Friday, 29 April 2016

Mingolo

In his article, Mingolo compels us to reconsider our naïve notions regarding the knowledge-making process – one that completely negates that knowledge production has actual geo-political locations, that is closely tied to very real power structures in the world, and indeed is part of that process. Mingolo explains how the Geo-politics of knowledge goes hand in hand with geo-politics of knowing. He is basically concerned with questions of Who, when, why and where is knowledge generated, and in doing so he attempts to shift our focus from the “enunciated to the enunciation”. However if we recognize the knowledge production is tied to coloniality, how do we respond to it in order to move beyond this conundrum.

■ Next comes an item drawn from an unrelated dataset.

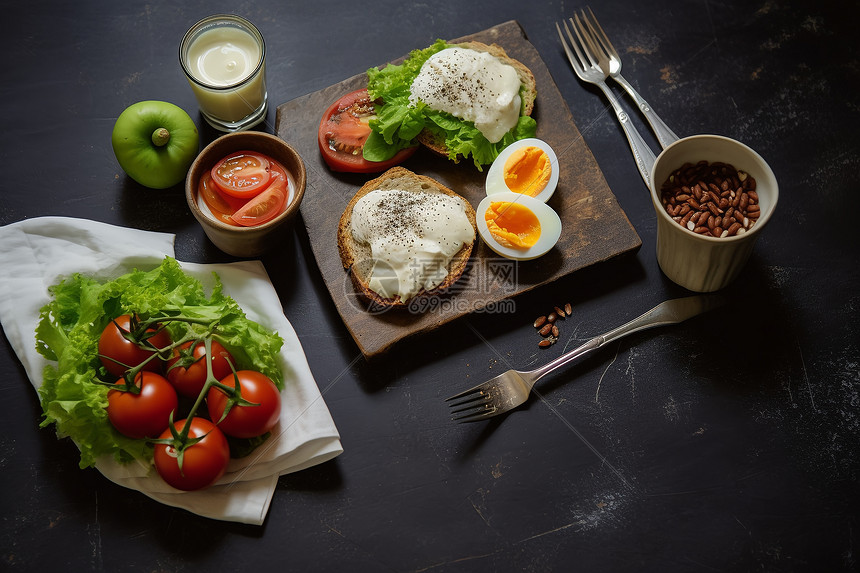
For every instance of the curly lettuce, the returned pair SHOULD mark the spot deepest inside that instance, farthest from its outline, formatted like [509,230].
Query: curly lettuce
[398,122]
[68,333]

Mingolo claims that it is not enough to simply change the content of what is being said, but actually the terms in which it is being said. However, in the process of changing those terms – what alternative do we really have? And, how much scope do we really have to change the terms involved in the discussion? Can we really delink ourselves by playing within the rules of the game? For instance, much of what we have talked about positionality in this course is an attempt to push us  into that direction of delinking ourselves, however, how emancipatory is it, if continues to hold the same system, and uses the same terms of agency, resistance, autonomous domain, rationality.  I agree that in attempting to call in question the colonial foundation of modern knowledge production we need to shift our attention from the known to the knower, but even then what possilbities do we really have?